The revenue decline is largely attributable to a six‑week federal government shutdown that cut contract work and an extra work week in the prior year that inflated the previous quarter’s revenue. When adjusted for these timing effects, management indicated that revenue would have grown roughly 4% year‑over‑year, aligning with the company’s own guidance for the year.

The EPS beat reflects disciplined cost management and margin expansion. Adjusted EBITDA margin grew to 13.2%, a 160‑basis‑point improvement from the prior year, driven by higher‑margin contracts and operational efficiencies that offset the revenue shortfall. The company’s backlog of $49.03 billion provides a cushion for future earnings stability.

Leidos reiterated its fiscal 2026 outlook, projecting revenue of $17.5 billion to $17.9 billion and adjusted EPS of $12.05 to $12.45. The guidance range is consistent with the company’s prior forecast, indicating confidence in continued growth despite the Q4 revenue miss. The company’s backlog and ongoing acquisitions, such as the purchase of Entrust, support the outlook for sustained demand.

In early trading, the stock fell between 3% and 5%, a reaction that investors attributed to the revenue miss and the cautious forward guidance. The market’s focus on top‑line performance outweighed the positive earnings beat, underscoring the importance of revenue growth to investors.

Management emphasized resilience and confidence in the company’s strategy. CEO Tom Bell highlighted the team’s ability to navigate challenges, while CFO Stuart Davis noted that the company is guiding to mid‑13% adjusted EBITDA margin in 2026, reflecting a normalization of one‑time benefits and a commitment to cost discipline.

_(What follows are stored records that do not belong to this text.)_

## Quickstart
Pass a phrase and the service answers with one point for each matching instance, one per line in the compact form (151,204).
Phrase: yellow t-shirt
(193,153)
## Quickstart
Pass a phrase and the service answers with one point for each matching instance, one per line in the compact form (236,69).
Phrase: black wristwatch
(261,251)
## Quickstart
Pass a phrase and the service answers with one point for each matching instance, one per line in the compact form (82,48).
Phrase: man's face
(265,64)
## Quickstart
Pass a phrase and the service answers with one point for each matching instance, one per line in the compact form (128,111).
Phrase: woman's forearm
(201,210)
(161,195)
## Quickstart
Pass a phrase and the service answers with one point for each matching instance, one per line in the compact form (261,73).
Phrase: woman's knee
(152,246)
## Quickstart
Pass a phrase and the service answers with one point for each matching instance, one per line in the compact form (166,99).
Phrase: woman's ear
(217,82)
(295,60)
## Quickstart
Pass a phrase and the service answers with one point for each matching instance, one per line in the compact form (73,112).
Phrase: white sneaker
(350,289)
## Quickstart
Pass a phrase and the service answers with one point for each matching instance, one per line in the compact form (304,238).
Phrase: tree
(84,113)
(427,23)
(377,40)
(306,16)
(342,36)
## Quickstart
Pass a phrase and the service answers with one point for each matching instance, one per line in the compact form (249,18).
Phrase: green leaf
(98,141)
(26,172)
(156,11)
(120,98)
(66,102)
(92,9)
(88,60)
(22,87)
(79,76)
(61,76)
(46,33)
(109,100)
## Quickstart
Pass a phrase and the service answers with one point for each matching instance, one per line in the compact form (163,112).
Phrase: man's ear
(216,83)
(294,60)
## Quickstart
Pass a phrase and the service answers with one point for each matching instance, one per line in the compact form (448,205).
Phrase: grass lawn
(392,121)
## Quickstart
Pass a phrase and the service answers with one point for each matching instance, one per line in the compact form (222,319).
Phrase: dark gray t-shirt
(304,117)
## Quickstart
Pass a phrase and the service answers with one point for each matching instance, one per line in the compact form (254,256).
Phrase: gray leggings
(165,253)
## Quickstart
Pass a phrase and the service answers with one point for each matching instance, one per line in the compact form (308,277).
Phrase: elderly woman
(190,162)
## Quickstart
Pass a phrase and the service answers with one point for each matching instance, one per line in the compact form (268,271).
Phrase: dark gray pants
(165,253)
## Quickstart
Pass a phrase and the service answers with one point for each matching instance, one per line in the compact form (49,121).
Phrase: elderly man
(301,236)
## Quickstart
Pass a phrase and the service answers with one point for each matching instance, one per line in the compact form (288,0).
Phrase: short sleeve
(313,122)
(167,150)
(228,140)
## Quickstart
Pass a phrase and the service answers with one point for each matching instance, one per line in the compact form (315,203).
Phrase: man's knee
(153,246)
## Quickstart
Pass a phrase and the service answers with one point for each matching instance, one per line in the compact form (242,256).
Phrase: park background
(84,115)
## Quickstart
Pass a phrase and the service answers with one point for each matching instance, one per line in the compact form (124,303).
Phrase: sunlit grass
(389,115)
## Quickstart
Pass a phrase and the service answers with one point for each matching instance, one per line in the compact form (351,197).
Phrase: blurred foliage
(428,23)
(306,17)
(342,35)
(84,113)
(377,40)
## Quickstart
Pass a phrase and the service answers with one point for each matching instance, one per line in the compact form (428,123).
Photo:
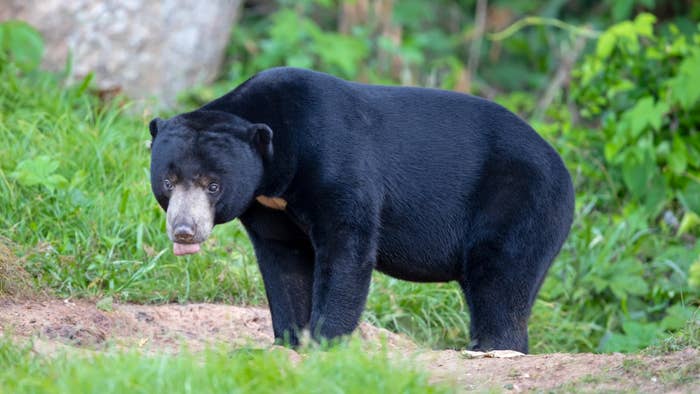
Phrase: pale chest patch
(272,202)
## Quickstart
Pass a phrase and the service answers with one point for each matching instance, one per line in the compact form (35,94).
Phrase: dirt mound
(80,323)
(57,324)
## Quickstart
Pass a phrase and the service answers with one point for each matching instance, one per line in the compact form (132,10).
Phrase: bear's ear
(261,137)
(154,126)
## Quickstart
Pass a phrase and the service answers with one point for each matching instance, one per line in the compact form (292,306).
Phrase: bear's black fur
(421,184)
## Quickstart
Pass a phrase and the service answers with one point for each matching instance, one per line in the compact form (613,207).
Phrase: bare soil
(58,325)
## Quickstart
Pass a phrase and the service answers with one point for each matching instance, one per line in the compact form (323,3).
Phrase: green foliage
(645,90)
(346,368)
(75,193)
(21,45)
(75,196)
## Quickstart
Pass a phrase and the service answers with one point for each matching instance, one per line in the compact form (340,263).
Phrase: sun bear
(333,179)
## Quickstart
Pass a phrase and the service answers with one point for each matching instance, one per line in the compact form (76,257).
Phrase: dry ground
(67,324)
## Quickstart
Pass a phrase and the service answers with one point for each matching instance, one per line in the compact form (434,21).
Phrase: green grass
(76,204)
(346,368)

The results illustrate a mixed picture: strong profitability and margin expansion on one hand, and a headline revenue decline on the other. The company’s ability to maintain earnings while facing headwinds suggests operational resilience, but the revenue miss signals potential pressure on future growth. Investors will likely monitor how Leidos balances cost control with revenue expansion as it moves into 2026.